Ilustrasi vaksinasi massal di Tanjung Emas Semarang. Foto/Humas Polda

KARANGANYAR, JOGLOSEMARNEWS.COM – Sejumlah guru PNS di Karanganyar dikabarkan menolak untuk divaksin. Mereka bersikukuh tak mau divaksin karena alasan keyakinan.

Sikap itu pun tak pelak disayangkan oleh Dinas Pendidikan dan Kebudayaan (Disdikbud) setempat. Mereka bakal dilakukan pembinaan karena vaksinasi bagi guru dan abdi negara pada prinsipnya adalah prioritas.

Hal itu disampaikan Kepala Disdikbud Karanganyar, Tarsa, Rabu (1/9/2021). Ia mengatakan ada beberapa PNS guru yang memang menolak divaksin.

Baca Juga :  Soal Pencalonan Ilyas Akbar Almadani, Bagus Selo:  DPC PDIP Seribu Persen Calonkan Bupati Karanganyar 2024

Penolakan ditunjukkan dengan melayangkan surat pernyataan perihal penolakan divaksin.

Advertisement

Namun ia memastikan jumlah guru PNS yang menolak itu memang tidak seberapa jika dibanding dengan jumlah guru PNS di Karanganyar yang mencapai 9000 orang.

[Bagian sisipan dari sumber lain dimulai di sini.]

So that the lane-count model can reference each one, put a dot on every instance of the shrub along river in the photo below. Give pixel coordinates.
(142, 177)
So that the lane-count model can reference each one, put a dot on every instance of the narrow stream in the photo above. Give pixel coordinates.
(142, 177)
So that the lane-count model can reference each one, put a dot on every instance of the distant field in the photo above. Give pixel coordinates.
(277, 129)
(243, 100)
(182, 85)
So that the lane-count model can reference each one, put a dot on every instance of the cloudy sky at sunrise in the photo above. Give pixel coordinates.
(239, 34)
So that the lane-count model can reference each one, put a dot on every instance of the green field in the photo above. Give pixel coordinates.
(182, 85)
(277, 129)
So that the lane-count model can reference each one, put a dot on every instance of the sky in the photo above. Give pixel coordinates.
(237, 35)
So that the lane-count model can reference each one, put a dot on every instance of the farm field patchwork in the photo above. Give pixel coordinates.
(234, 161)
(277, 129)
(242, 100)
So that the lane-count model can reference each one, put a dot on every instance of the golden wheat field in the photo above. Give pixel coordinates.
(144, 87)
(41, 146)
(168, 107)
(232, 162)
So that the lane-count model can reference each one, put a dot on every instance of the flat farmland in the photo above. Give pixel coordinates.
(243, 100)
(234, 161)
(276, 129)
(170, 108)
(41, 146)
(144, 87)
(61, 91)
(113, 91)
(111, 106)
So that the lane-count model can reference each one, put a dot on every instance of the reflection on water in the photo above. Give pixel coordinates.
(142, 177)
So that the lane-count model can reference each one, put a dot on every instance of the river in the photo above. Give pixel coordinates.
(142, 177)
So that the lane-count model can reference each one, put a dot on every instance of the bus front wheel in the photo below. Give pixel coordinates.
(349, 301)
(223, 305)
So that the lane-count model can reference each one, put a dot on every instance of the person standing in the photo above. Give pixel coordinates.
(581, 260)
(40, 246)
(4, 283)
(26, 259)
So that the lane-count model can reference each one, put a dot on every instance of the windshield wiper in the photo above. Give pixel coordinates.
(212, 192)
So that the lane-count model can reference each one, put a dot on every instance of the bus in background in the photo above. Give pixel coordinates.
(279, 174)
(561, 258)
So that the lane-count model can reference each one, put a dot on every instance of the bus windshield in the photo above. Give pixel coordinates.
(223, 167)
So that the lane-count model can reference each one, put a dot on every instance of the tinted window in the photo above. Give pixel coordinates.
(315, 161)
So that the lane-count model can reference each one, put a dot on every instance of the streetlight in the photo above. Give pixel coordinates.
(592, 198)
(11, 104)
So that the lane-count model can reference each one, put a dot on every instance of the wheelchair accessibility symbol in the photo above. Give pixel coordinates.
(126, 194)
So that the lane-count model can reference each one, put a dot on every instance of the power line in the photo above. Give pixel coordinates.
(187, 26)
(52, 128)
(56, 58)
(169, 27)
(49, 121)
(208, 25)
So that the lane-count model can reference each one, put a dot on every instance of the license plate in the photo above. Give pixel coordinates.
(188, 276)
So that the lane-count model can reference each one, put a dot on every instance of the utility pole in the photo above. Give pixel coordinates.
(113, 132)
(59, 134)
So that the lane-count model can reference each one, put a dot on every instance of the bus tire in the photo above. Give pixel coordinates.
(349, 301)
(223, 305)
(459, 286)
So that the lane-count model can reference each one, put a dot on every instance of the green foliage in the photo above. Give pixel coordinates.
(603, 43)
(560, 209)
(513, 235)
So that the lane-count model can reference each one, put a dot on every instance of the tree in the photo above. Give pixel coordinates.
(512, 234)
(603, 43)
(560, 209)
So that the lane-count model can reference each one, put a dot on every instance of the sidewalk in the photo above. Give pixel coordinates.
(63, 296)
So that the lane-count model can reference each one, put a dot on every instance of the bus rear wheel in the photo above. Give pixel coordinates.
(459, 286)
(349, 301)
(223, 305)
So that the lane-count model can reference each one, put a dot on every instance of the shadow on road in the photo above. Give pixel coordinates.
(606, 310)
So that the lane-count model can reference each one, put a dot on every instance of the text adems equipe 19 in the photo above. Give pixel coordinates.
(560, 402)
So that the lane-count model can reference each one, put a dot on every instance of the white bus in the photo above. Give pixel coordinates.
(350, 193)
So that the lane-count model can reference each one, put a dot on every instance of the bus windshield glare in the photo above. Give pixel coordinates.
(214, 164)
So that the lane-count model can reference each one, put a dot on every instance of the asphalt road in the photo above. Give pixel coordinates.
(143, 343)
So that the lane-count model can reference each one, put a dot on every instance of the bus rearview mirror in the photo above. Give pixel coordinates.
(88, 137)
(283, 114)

“Tidak sampai belasan orang. Ada surat pernyataan penolakan juga,” paparnya kepada wartawan.

Tarsa menyampaikan pihaknya tak akan tinggal diam. Sebab jika dibiarkan, sikap PNS menolak itu dikhawatirkan bisa menulari yang lain.

Baca Juga :  Tepis Anggapan Safari Politik Diskriminatif, DPD Golkar Karanganyar: Hanya Soal Waktu

Karenanya pembinaan akan dilakukan terhadap mereka agar berubah pikiran untuk mau divaksin.

“Untuk itulah perlu dilakukan pembinaan khusus bagi mereka. Status mereka ASN yang seharusnya menjadi contoh mematuhi program pemerintah,” katanya.